The Liberian economy remains fragile due to its reliance on foreign aid (which U.S. President Donald Trump plans to slash), and the country’s reliance on commodity prices.
How will Weah’s administration boost economic activities?
Moreover, while all eyes were focused on Liberia’s presidential election, the Government of Liberia quietly asked the International Monetary Fund (IMF) to waive the required 2016 and 2017 economic performance criteria and reduce its structural benchmarks so Liberia would gain access to additional credit facilities or borrowing. This request leads to the next challenge – Liberia’s debt.
According to data published by the CBL, Liberia’s external debt stock, as of end-June 2017, stood at $582 million. On the other hand, data posted by the International Monetary Fund (IMF) paints a different picture. The IMF’s data shows Liberia’s external debt stock, as of end June 2017 stood at US$736 million or 35 percent of Liberia’s GDP. The immediate question is – which number is correct – the CBL or the IMF?

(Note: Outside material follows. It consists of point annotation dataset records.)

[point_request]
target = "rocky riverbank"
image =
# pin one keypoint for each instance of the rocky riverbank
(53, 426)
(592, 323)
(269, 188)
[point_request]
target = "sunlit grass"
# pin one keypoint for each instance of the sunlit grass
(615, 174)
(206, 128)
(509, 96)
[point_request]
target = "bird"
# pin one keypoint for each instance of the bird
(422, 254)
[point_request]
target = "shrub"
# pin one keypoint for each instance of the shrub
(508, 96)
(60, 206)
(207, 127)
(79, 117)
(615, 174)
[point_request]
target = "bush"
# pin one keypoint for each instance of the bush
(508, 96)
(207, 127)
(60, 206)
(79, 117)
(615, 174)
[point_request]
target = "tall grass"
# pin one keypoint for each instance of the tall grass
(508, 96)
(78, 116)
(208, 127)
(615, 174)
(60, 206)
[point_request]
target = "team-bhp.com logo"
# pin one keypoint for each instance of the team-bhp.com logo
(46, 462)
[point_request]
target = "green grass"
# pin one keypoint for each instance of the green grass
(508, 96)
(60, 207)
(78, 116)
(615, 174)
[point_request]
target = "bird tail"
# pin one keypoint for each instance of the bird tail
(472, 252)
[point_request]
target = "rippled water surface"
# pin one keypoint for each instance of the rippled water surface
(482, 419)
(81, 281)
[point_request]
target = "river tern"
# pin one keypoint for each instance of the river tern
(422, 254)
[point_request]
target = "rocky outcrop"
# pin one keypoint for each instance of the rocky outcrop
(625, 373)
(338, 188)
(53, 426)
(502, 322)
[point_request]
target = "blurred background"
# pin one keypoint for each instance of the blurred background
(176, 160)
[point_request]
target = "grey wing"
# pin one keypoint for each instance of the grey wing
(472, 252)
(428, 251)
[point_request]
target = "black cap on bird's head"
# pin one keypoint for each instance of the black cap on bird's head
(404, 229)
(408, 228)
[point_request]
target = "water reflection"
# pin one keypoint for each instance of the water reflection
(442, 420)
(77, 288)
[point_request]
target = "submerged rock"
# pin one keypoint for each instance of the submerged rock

The World Bank reports Liberia’s total debt, as of June 2017, stands at US$1.1 billion dollars. Liberia cannot sustain this level of debt without the risk of missing a payment, thus endangering its access to additional credit facilities.
How will the new administration handle Liberia’s economic woes and its impending debt crisis?
On a trip to Brussels, President Ellen Johnson-Sirleaf said, “Youth unemployment is a major threat to peace and security in Liberia which, unless addressed, could see the return of conflict to the West African country following a decade of peace.” Roughly 52 percent of Liberia’s population is under the age of 30.
According to data from the United States Federal Reserve Bank of St. Louis, the World Bank, and the United Nations, the real unemployment rate in Liberia stands at around 85%.
The new administration must be smart in creating jobs for the youths, who overwhelmingly elected Senator George Weah. How will the new government create employment for youths who lack marketable skills?
Between 2011 to 2013, three years before the West Africa Ebola outbreak, the United States government spent roughly US$649 million on international development projects in Liberia. Out of this amount, about US$71 million was allocated to healthcare projects. During the Ebola crisis, Liberian doctors and nurses died because, in some instances, hospitals did not have sufficient latex gloves in stock. Today, the ratio of doctors to population stands at 1:15000 – far below the 1:1000 recommended by the World Health Organization. The Ebola Virus Disease established Liberia has a weak healthcare delivery system.
Will the administration tackle healthcare in its first 90 days?
Luckily for the new administration, the World Bank and the U.S. Health Resources and Services Administration have awarded a renewable US$1.2 million in the form of two grants to support and strengthen medical education and health management in Liberia.
President-elect George M. Weah has seen many formidable challenges. He was elected because the people are aware of his ability to overcome challenges and succeed.